COOP. PAUSA CAFÉ – carcere Saluzzo Pausa Cafè è una cooperativa sociale che offre ai detenuti delle Case Circondariali di Torino e Saluzzo percorsi di reinserimento sociale e lavorativo. Nel birrificio si punta alla qualità, la produzione è seguita con passione e dedizione, alcune materie prime provengono da Presidi Slow Food e sono acquistate dalla cooperativa secondo i principi del commercio equo e solidale.

IL RISCATTO DEI BENI CONFISCATI ALLE MAFIE Grazie alle legge di iniziativa popolare n. 109 del 1996 (ottenuta attraverso la raccolta di oltre un milione di firme promossa dall’associazione “Libera contro le mafie” fondata da Don Luigi Ciotti e dal Magistrato Giancarlo Caselli) lo Stato può riassegnare beni confiscati a persone condannate per reati di tipo mafioso a Comuni, associazioni, cooperative sociali.

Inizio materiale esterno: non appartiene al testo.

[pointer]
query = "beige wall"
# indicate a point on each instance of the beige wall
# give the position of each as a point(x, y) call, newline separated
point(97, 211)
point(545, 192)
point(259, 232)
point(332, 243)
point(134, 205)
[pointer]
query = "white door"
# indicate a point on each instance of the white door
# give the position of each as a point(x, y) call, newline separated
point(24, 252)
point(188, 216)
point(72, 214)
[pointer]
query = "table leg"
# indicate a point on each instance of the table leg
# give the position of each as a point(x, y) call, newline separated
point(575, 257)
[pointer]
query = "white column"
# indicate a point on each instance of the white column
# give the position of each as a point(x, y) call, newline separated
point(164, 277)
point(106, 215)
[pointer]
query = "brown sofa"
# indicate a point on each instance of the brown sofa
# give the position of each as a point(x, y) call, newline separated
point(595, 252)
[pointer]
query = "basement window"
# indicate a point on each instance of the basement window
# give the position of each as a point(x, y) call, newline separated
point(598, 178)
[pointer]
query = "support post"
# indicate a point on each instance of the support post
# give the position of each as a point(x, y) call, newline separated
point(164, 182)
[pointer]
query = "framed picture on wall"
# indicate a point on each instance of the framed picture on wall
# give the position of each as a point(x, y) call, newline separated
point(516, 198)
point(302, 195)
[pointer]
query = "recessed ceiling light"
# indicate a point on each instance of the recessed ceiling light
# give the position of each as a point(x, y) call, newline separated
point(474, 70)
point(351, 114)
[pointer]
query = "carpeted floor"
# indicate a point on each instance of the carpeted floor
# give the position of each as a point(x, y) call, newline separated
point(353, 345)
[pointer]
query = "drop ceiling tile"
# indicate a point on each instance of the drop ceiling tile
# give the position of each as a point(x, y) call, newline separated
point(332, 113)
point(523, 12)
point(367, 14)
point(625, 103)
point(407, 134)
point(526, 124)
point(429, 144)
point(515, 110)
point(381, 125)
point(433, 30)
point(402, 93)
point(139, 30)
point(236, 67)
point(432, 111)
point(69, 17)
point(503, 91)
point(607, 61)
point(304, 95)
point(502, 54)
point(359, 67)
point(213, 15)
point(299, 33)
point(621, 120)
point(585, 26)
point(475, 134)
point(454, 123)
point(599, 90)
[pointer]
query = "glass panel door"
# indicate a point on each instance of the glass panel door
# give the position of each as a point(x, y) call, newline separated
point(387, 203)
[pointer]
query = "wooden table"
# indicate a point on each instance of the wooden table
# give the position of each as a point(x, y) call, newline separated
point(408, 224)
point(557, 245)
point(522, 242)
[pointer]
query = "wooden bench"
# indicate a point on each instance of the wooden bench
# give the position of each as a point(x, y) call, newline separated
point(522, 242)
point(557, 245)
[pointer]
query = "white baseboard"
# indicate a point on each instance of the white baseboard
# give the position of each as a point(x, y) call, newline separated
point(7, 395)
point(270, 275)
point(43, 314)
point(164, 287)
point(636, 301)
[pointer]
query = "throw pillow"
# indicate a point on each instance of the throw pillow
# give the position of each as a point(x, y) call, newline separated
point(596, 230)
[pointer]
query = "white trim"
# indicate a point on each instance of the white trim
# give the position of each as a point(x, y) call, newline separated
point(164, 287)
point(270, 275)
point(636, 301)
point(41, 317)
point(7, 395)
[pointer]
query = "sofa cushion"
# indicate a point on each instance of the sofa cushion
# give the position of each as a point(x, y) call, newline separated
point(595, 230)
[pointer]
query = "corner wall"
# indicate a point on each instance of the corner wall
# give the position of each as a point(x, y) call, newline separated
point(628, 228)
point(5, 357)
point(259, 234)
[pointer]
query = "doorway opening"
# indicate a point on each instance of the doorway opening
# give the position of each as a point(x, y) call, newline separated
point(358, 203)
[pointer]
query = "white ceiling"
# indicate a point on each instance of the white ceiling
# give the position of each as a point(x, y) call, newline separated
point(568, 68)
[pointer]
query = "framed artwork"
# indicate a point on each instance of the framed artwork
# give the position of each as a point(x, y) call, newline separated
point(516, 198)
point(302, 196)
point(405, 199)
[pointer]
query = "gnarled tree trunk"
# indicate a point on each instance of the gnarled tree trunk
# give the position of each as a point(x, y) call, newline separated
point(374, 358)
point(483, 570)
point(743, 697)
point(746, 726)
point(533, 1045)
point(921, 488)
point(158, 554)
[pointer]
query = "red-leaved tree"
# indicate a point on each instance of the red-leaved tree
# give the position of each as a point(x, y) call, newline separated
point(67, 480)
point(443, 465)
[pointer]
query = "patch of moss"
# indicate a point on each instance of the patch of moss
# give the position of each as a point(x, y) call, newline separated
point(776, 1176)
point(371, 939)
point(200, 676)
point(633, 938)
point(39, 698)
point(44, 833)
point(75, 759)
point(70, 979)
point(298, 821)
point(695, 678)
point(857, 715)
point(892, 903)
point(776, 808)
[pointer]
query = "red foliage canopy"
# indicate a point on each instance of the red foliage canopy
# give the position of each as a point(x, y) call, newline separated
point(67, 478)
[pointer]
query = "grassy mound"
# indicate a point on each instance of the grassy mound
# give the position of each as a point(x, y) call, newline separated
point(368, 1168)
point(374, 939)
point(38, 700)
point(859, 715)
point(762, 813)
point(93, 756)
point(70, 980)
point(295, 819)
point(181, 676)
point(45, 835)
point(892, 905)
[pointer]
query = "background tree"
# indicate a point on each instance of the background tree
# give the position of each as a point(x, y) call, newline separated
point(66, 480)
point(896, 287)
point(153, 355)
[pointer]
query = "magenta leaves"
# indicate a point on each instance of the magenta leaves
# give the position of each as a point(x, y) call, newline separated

In gran parte sono cascine e terreni agricoli sui quali sono sorte cooperative che attraverso la coltivazione di prodotti biologici, promuovono progetti di riscatto per questi territori, al Nord come al Sud, e l’inclusione di persone socialmente svantaggiate. Alcuni esempi: LIBERA TERRA MEDITERRANEO è un consorzio, onlus, che raggruppa cooperative sociali di Libera Terra, unite ad altri operatori che ne hanno sposato la causa. Nasce nel 2008 con l'obiettivo di mettere a fattor comune le attività agricole delle cooperative e di affrontare il mercato in maniera unitaria ed efficace. COOP. PIETRA DI SCARTO - nasce nel 2009 in Puglia ed è attiva nella promozione del Commercio Equo e Solidale nel comune di Cerignola (Foggia), in collaborazione con Libera e Confederazione italiana agricoltori. Ora ha una nuova sfida: dai pomodori coltivati su terreni confiscati, produce polpa e passata di pomodoro impiegando nella raccolta giovani africani prima sfruttati dal caporalato ed ex tossicodipendenti che cercano di affrancarsi dalla dipendenza. UNIRE NORD E SUD DEL MONDO: LA COOP. SOCIALE LIBEROMONDO è una cooperativa sociale nata nel 1997 a Roreto di Cherasco per proporre un commercio equo che promuove giustizia sociale ed economica sia nel Sud che nel Nord del Mondo, operando a favore dei produttori di Africa, America Latina, Asia e offrendo, in Italia, una concreta possibilità di inserimento nel mondo del lavoro, soprattutto per persone in situazioni di disagio sociale o sono diversamente abili. Per questo LiberoMondo è una cooperativa sociale di tipo B, con propri laboratori di produzione di prodotti alimentari di commercio equo e solidale, e collabora con altre organizzazioni italiane impegnate a promuovere un’economia attenta alle persone e all’ambiente.